Tad 今回はゲストに『金沢車輛株式会社』代表取締役社長の小倉 宏允さんをお迎えしましたけれども、いかがでしたか、原田さん。
原田 小倉さんにご登場いただいて、カートのことに随分詳しくなったなと思っているんですが、『金沢車輛株式会社』のカートがすでに海外でも使われているってことも今回初めて知りましたし、アメリカへのチャレンジを語る小倉さんの自社製品への思い、自信、愛情など、いろいろなものが伝わってきました。
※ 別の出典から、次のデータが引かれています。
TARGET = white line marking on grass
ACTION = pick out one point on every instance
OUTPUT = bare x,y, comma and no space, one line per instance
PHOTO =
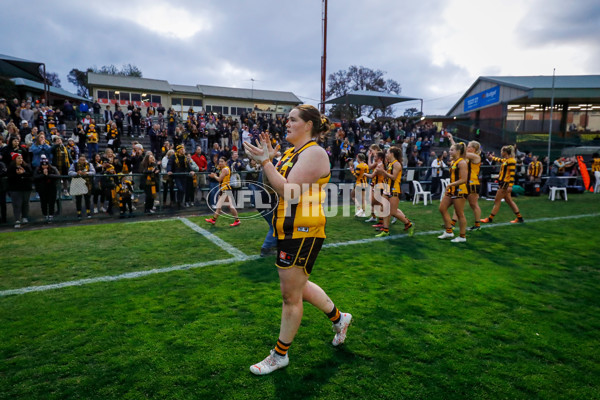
112,278
132,275
439,231
216,240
Mitaniさんは、いかがでしたか?
Tad 前回からの放送を振り返ると、需要の急拡大を見越して新規事業に参入し、日本国内トップシェアとなって販売網のグローバル化を進めて全世界へ――という、すべての日本企業にとってのお手本みたいな会社だと思うんですが、やはり印象的だったのは、原田さんも言われた「思い」の部分で、「金沢車輛」の製品を愛してくれるかどうかが海外の代理店契約の決め手だというお話です。小倉さんたちにとっても、カートやワゴンといった自社製品というのは、売り物であるだけじゃなく、手塩にかけて育てた子どもたちのようなものなのかなと思いました。会社にとっての製品って、やっぱり愛情の対象であるということをあらためて感じさせてもらいましたし、そこも日本企業のお手本かもしれません。高度工業化を経たわたしたちは、そういった感覚を忘れずにいたいと思います。